ГОСТ Р 57301-2016/ISO/TS 14441:2013 Информатизация здоровья. Требования защиты и конфиденциальности систем EHR, используемые при оценке соответствия

     1 Область применения

Настоящий стандарт распространяется на системы электронных карт пациента в пунктах медицинского обслуживания, которые обеспечивают взаимодействие с системами EHR. Аппаратные средства и средства управления технологическим процессом не входят в область применения. Настоящий стандарт рассматривает проблемы их безопасности и защиты конфиденциальности путем предоставления ряда требований безопасности и конфиденциальности наряду с руководством и передовыми практическими методами для оценки соответствия.

Стандарт ИСО/МЭК 15408 (все части) определяет "объект оценки" для оценки безопасности продуктов ИТ. Настоящий стандарт включает перекрестное сопоставление 82 требований безопасности и конфиденциальности в соответствии с категориями общих критериев в ИСО/МЭК 15408 (все части). Клиническое программное обеспечение пунктов обслуживания (POS), как правило, является частью большей системы, например, функционирует на основе операционной системы, таким образом, оно должно работать совместно с другими компонентами для обеспечения надлежащего уровня безопасности и конфиденциальности.
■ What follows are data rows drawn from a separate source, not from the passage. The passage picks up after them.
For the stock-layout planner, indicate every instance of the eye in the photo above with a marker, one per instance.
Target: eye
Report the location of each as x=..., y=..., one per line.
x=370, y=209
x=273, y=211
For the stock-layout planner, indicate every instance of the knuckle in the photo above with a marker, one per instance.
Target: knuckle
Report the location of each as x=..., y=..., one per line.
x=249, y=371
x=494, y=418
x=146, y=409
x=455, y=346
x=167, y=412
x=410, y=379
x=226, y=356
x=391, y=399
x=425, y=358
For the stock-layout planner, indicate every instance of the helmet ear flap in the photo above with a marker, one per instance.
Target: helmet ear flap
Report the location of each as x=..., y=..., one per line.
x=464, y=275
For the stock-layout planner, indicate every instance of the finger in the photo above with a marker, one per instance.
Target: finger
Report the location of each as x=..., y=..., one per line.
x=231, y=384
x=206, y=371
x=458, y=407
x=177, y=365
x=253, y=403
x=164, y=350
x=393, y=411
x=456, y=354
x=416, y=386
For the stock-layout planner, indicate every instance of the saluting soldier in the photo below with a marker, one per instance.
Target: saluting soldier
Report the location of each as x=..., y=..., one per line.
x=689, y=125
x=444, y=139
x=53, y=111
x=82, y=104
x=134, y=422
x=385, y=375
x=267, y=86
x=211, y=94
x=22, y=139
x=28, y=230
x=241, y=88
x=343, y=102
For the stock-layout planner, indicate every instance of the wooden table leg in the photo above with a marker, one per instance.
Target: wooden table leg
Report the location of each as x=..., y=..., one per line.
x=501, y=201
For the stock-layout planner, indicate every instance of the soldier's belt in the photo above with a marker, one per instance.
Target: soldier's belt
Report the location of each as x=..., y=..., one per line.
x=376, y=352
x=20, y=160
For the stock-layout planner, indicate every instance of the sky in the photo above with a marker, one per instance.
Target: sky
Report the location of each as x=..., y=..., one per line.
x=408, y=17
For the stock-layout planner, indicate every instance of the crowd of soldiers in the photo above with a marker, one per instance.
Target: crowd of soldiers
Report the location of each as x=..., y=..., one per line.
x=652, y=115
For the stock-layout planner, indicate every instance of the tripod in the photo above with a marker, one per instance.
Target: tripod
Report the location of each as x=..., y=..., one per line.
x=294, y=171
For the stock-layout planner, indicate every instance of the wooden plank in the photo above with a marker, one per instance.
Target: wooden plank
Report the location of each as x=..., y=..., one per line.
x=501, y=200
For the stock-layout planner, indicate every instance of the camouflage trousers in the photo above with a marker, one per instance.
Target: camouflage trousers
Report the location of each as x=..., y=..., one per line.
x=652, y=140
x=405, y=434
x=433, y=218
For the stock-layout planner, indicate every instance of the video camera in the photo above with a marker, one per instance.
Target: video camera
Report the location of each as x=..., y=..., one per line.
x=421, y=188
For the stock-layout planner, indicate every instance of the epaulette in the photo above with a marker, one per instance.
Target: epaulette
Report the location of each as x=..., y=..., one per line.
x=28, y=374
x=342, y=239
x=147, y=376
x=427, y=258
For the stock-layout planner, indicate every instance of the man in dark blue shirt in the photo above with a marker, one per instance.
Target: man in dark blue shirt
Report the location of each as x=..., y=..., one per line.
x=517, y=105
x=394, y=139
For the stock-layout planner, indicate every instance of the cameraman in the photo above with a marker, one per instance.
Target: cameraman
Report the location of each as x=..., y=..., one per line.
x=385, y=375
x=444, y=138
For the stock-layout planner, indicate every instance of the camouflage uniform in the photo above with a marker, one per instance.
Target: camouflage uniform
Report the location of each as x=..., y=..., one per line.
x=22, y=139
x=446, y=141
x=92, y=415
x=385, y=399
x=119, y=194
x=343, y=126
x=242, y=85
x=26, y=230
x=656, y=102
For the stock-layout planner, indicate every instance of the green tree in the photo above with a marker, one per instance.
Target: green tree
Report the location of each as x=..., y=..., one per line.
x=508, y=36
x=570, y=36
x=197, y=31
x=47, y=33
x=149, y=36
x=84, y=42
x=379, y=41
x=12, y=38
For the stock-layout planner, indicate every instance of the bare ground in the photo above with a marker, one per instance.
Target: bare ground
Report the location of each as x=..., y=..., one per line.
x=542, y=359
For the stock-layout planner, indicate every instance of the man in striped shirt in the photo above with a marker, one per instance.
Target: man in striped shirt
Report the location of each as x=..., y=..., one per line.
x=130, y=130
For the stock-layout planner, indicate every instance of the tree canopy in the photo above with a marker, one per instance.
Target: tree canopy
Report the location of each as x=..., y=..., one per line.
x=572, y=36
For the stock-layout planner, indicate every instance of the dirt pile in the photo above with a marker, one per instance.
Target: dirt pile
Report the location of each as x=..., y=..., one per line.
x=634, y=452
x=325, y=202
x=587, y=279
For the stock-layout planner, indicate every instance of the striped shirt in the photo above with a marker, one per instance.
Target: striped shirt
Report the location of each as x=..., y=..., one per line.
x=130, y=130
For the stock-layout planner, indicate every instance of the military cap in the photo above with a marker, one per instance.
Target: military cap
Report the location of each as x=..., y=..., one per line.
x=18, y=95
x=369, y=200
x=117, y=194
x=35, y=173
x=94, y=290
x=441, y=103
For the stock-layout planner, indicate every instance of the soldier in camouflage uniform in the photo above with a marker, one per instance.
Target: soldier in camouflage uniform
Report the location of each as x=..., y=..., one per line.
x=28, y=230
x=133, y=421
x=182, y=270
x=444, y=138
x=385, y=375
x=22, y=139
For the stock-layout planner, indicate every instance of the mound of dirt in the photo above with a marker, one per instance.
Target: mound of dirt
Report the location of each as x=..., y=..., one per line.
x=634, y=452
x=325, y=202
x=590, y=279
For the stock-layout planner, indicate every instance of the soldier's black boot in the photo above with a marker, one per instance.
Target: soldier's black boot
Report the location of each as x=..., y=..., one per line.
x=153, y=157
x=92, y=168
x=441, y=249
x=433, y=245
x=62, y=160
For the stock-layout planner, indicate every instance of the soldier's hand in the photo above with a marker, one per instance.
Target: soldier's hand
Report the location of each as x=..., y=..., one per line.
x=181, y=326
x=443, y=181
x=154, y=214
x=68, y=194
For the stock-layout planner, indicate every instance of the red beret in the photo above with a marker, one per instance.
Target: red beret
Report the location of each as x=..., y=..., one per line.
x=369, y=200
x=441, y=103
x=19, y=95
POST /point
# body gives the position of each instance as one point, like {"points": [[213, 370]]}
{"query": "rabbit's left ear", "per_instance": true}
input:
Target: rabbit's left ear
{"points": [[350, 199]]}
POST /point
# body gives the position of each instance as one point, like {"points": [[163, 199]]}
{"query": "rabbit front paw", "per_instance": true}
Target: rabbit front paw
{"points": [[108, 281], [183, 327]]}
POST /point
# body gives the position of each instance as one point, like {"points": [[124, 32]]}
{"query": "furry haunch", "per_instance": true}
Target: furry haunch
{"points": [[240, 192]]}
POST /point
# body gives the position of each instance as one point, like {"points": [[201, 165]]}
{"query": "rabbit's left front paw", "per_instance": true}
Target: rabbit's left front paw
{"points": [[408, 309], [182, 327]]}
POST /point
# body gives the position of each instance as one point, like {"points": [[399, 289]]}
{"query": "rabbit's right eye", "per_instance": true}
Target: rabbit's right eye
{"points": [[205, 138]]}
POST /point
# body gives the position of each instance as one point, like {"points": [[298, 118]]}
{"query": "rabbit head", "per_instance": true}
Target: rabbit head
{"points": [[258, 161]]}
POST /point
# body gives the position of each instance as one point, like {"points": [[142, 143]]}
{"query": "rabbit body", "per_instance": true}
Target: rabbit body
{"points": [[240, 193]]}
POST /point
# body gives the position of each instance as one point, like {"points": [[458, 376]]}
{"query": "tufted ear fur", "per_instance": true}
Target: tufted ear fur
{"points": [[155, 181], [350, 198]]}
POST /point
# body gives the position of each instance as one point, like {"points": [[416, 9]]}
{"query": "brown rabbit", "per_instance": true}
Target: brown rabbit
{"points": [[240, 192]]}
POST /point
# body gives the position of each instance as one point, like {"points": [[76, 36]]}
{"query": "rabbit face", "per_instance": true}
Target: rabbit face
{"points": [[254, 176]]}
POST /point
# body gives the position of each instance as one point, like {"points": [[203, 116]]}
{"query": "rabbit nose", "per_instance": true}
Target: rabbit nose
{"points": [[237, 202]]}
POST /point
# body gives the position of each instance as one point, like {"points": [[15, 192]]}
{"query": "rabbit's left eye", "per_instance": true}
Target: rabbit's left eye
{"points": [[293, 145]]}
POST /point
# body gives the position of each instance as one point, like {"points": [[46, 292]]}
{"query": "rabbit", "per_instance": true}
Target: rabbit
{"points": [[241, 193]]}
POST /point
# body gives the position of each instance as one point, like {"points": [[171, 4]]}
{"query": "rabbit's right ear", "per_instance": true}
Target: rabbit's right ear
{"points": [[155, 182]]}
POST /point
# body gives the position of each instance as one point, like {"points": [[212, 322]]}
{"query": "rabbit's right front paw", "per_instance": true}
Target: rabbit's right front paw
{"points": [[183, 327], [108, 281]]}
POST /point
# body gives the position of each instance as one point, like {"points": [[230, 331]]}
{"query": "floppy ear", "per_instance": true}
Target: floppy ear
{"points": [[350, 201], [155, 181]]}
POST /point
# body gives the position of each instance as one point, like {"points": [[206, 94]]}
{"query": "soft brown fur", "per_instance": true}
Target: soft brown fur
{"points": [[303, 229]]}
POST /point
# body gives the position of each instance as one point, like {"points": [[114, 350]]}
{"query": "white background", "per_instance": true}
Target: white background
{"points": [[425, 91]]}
Несмотря на то что профиль защиты (РР) включает в себя требования к функциям безопасности компонентов для поддержки служб безопасности системы, он не определяет протоколы и стандарты для оценки соответствия и не затрагивает требований конфиденциальности.

Настоящий стандарт сосредоточен на двух основных вопросах:

a) Требования безопасности и конфиденциальности (раздел 5). Раздел 5 является техническим и предоставляет исчерпывающий набор 82 требований, необходимых для защиты (информации, пациентов) от основных видов риска, рассматривает вопросы безопасности и конфиденциальности мест оказания медицинской помощи, совместимых клинических (электронная карта пациента) систем. Данные требования применимы при оценке соответствия.
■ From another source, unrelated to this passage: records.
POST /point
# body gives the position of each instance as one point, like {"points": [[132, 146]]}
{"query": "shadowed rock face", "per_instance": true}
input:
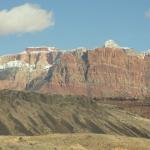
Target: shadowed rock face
{"points": [[102, 72]]}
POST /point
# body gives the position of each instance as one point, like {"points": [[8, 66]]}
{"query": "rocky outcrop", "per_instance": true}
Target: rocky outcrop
{"points": [[111, 71]]}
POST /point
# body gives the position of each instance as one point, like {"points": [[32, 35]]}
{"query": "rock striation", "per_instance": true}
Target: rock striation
{"points": [[110, 71]]}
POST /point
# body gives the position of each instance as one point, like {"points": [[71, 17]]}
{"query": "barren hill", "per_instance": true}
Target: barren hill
{"points": [[29, 113]]}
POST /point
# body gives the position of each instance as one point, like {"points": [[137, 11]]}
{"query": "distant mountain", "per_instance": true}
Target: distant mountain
{"points": [[110, 71], [29, 113]]}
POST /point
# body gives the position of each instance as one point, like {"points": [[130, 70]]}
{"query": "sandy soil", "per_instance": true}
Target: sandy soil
{"points": [[73, 142]]}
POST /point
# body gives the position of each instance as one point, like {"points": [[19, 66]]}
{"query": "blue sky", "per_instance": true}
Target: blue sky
{"points": [[87, 23]]}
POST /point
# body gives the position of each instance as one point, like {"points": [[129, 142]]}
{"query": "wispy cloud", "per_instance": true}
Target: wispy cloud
{"points": [[147, 14], [25, 18]]}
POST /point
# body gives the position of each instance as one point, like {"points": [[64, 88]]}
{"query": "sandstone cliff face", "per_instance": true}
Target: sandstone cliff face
{"points": [[101, 72]]}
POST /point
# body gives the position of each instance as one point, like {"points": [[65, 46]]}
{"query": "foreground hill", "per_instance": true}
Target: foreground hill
{"points": [[74, 142], [109, 71], [29, 113]]}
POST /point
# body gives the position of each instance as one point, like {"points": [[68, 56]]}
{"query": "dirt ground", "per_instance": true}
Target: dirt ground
{"points": [[73, 142]]}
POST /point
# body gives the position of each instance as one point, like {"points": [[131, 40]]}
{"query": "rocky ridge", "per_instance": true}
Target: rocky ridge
{"points": [[110, 71]]}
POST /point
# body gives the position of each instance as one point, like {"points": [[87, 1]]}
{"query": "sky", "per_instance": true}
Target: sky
{"points": [[68, 24]]}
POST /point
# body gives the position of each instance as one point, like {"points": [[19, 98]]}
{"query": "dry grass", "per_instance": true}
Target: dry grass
{"points": [[74, 142]]}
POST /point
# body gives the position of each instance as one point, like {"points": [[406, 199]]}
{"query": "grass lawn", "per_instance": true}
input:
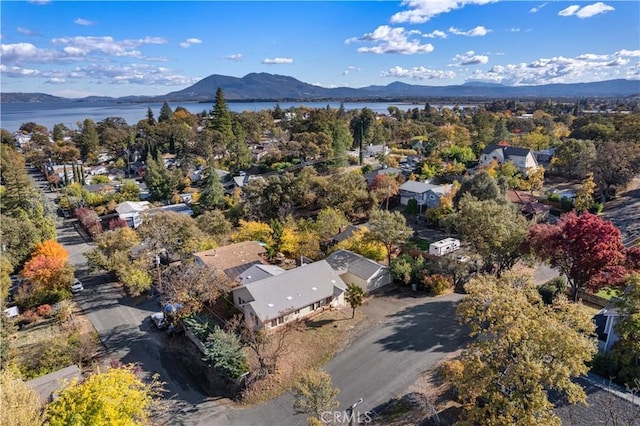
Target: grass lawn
{"points": [[48, 345], [608, 293], [316, 341]]}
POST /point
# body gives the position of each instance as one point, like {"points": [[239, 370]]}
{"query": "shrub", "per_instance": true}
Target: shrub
{"points": [[596, 208], [44, 310], [29, 317], [412, 206], [437, 284], [549, 290]]}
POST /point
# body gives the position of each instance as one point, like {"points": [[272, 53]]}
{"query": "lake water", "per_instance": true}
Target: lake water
{"points": [[12, 116]]}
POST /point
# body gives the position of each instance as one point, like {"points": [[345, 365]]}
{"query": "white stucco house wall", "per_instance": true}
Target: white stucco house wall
{"points": [[131, 212], [426, 194], [291, 295], [523, 158], [354, 268]]}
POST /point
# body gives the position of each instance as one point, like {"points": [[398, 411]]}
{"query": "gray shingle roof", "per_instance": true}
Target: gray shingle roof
{"points": [[346, 261], [294, 289], [258, 272]]}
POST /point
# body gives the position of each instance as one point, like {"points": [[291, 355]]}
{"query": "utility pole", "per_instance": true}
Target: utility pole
{"points": [[159, 274]]}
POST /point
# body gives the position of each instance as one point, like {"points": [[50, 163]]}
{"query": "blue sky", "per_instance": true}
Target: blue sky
{"points": [[118, 48]]}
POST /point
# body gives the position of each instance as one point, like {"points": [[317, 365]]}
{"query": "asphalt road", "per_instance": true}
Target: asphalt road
{"points": [[380, 365], [127, 334]]}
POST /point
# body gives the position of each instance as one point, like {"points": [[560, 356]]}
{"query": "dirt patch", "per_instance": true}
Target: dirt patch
{"points": [[624, 212], [429, 401], [311, 345], [49, 344]]}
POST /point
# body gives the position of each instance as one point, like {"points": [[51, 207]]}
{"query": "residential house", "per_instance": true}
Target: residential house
{"points": [[390, 171], [522, 158], [354, 268], [291, 295], [442, 247], [375, 150], [258, 272], [131, 212], [233, 259], [426, 194]]}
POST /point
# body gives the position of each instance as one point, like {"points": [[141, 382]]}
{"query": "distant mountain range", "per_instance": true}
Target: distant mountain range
{"points": [[272, 87]]}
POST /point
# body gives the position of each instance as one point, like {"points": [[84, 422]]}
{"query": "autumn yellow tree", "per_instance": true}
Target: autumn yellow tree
{"points": [[584, 196], [115, 397], [522, 350], [49, 273]]}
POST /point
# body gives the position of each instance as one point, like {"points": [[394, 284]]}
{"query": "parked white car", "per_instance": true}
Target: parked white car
{"points": [[158, 320], [77, 286]]}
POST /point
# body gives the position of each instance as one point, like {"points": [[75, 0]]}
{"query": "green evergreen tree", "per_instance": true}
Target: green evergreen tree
{"points": [[150, 118], [166, 113], [221, 120], [89, 139], [159, 180]]}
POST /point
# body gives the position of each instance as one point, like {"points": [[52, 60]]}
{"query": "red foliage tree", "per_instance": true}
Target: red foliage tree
{"points": [[586, 249]]}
b) Передовая практика и руководство по созданию и поддержке программ оценки соответствия (раздел 6). Раздел 6 дает общее представления о принципах и методах оценки соответствия, которые могут быть использованы органами государственного управления, организациями местного управления, профессиональными объединениями, разработчиками программного обеспечения, объединениями по медицинской информатике, представителями пациента и другими с целью повышения уровня соответствия требованиям безопасности и конфиденциальности медицинского программного обеспечения. Приложение А предоставляет дополнительную информацию, которая может быть полезна для разных стран при проектировании программ оценки соответствия, например дополнительный материал по моделям бизнес-процесса оценки соответствия, методам и другим аспектам, а также наглядные примеры оценки соответствия в четырех странах.

Политика, применяемая к местным, региональным или национальным условиям реализации, а также методическим, административным и физическим (включая аппаратное обеспечение) аспектам управления безопасностью и конфиденциальностью, не входит в область применения данного стандарта. Управление безопасностью входит в область применения ИСО 27799.